Let us get into details with respect to FIFO Scheduler. We will see how to configure and also run jobs to understand how it actually schedule the jobs.
- FIFO means First In First Out. As the name indicates, the job submitted first will get priority to execute. FIFO is a queue-based scheduler.
- If we setup Cluster using Plain Vanilla Hadoop, First In First Out (FIFO) is the default scheduler.
- Allocates resources based on arrival time. If there is a long-running job which takes up all the capacity, resources will not be allocated to other jobs until the job reach a point where required resources for the job is less than the capacity of the cluster.
- Due to the above reason, if there is a critical small job submitted when the long-running job is running it has to wait until the earlier jobs do not require all the capacity.
- However, in Production Clusters, we need to either use Fair Scheduler or Capacity Scheduler.
Configure FIFO Scheduler
- Log in to Cloudera Manager and go to YARN and then click on Configuration
- Search for “Scheduler”
- Select the property “yarn.resourcemanager.scheduler.class” in yarn-site.xml to org.apache.hadoop.yarn.server.resourcemanager.scheduler.fifo.FifoScheduler to enable the FIFO scheduling policy in your YARN cluster.
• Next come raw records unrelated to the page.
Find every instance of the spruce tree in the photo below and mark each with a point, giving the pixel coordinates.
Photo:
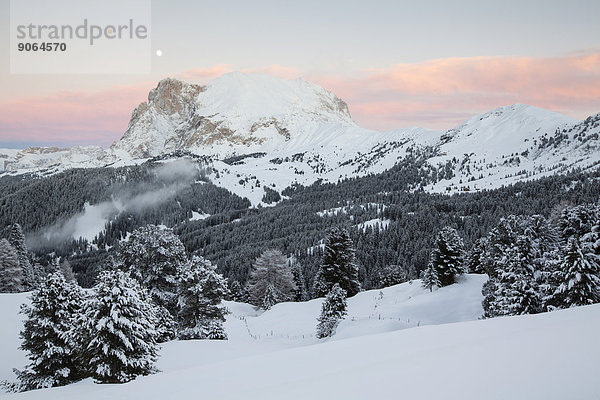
(338, 265)
(475, 261)
(271, 274)
(332, 311)
(430, 278)
(236, 292)
(391, 275)
(446, 258)
(200, 293)
(47, 335)
(152, 255)
(269, 298)
(580, 277)
(516, 291)
(121, 327)
(11, 275)
(31, 276)
(300, 293)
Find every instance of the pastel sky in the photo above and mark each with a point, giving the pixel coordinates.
(397, 64)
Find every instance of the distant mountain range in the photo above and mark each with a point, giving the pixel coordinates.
(259, 131)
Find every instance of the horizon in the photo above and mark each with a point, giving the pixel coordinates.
(65, 145)
(396, 65)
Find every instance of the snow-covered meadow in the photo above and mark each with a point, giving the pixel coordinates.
(402, 341)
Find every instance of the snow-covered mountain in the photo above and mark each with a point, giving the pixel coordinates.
(401, 340)
(264, 131)
(235, 110)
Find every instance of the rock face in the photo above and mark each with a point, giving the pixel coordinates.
(264, 131)
(237, 110)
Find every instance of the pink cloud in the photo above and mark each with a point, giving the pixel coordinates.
(441, 93)
(203, 75)
(434, 94)
(70, 117)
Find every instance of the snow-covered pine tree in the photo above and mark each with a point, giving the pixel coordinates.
(580, 277)
(447, 256)
(475, 260)
(300, 292)
(577, 221)
(31, 276)
(166, 326)
(121, 327)
(67, 271)
(391, 275)
(269, 298)
(516, 290)
(271, 269)
(236, 292)
(200, 293)
(11, 275)
(332, 311)
(152, 255)
(430, 278)
(47, 337)
(338, 265)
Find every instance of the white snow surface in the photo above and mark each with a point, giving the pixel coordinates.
(300, 133)
(401, 341)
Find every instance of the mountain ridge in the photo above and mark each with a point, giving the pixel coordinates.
(304, 133)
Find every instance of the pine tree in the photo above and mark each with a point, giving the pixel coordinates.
(269, 298)
(516, 291)
(446, 259)
(200, 293)
(121, 327)
(580, 277)
(300, 293)
(47, 335)
(236, 292)
(152, 255)
(391, 275)
(475, 261)
(431, 278)
(338, 265)
(271, 272)
(332, 311)
(166, 326)
(11, 275)
(67, 271)
(577, 221)
(31, 276)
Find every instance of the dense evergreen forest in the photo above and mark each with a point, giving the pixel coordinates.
(390, 222)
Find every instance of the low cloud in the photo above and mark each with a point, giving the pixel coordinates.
(168, 180)
(433, 94)
(441, 93)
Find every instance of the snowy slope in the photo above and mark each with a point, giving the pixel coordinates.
(546, 356)
(262, 131)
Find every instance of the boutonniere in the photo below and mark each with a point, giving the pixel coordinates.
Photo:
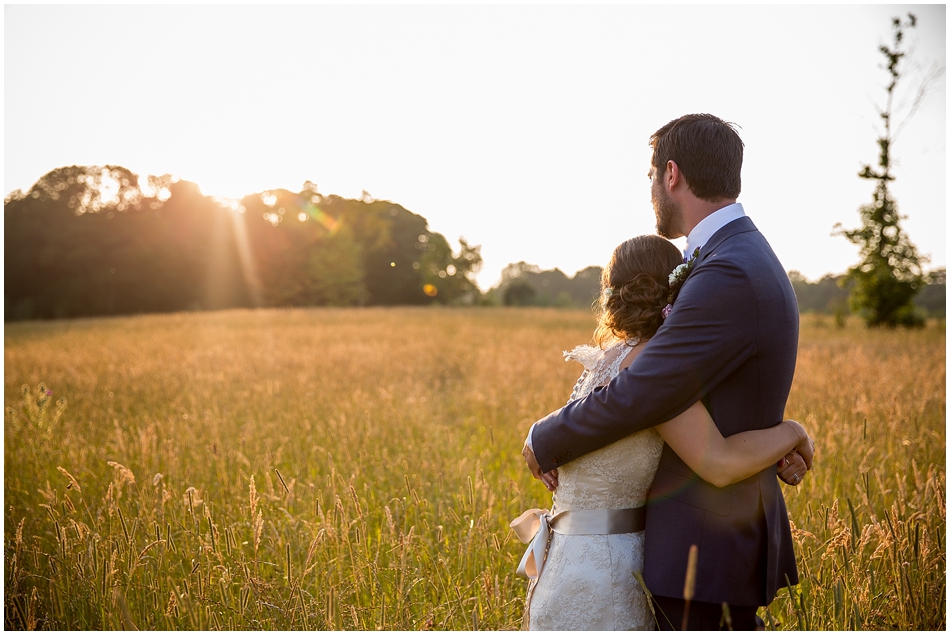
(677, 278)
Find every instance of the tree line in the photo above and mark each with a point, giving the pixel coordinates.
(90, 240)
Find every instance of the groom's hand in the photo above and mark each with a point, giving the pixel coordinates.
(548, 478)
(791, 469)
(806, 445)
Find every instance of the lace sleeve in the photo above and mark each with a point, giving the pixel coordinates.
(600, 366)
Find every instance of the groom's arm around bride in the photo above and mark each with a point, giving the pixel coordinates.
(730, 340)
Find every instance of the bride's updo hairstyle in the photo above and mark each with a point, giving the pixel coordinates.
(634, 288)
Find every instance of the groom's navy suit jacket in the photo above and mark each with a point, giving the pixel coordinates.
(730, 341)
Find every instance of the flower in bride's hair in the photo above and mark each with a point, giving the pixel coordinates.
(676, 273)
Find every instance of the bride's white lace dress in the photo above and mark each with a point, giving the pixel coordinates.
(587, 581)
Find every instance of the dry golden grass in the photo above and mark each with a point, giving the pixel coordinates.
(357, 469)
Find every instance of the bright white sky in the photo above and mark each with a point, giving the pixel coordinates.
(523, 129)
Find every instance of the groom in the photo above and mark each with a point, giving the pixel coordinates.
(730, 340)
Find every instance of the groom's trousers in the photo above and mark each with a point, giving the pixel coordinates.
(704, 616)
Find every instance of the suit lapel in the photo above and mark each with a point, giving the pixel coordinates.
(738, 226)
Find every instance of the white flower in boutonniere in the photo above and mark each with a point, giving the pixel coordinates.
(677, 278)
(679, 271)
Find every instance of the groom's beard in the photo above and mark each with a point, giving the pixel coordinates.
(665, 211)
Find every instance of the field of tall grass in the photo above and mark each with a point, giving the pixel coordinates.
(357, 469)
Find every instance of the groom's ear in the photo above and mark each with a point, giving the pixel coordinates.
(673, 176)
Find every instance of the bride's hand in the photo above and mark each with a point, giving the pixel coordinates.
(548, 478)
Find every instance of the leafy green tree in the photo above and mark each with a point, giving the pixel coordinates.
(883, 285)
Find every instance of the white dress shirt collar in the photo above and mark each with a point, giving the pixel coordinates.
(710, 225)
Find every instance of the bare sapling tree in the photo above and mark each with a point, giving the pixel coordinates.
(883, 285)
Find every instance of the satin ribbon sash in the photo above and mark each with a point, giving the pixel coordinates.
(534, 527)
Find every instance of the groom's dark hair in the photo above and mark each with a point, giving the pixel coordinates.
(708, 152)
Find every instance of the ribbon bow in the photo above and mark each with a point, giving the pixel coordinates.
(534, 527)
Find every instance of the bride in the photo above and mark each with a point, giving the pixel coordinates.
(586, 554)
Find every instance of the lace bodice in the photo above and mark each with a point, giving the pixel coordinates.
(588, 582)
(620, 474)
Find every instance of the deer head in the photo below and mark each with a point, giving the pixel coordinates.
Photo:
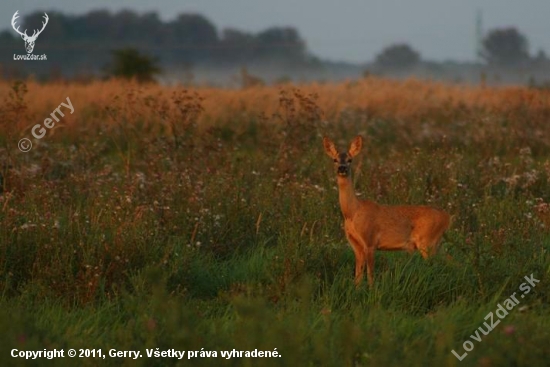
(29, 40)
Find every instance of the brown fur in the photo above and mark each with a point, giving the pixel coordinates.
(370, 226)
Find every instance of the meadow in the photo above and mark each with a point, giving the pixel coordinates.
(196, 218)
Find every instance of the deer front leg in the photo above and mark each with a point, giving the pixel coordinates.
(359, 259)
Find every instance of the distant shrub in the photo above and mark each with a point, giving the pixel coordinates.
(129, 63)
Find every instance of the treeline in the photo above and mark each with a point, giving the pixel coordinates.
(76, 43)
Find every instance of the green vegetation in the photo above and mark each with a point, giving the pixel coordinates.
(138, 227)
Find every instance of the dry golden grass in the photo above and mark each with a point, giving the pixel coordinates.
(411, 99)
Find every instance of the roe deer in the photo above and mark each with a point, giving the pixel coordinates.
(370, 226)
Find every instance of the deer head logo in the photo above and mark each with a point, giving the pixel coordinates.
(29, 40)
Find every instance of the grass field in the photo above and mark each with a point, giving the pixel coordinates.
(208, 219)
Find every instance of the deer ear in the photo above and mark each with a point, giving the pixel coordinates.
(355, 146)
(330, 149)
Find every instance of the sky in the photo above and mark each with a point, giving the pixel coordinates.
(343, 30)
Submitting jobs and Validating FIFO Scheduler
Submit the Long running job to production queue by using the below command. This job requires 279 containers.
https://gist.github.com/dgadiraju/f6aa41383703a8b6bb3bb902a8726581
Submit the other job which requires only 18 containers to process the data.
https://gist.github.com/dgadiraju/85c9d016bca952d4b1d5d52a828bff2f
The second small job will wait until the first job that is submitted and running.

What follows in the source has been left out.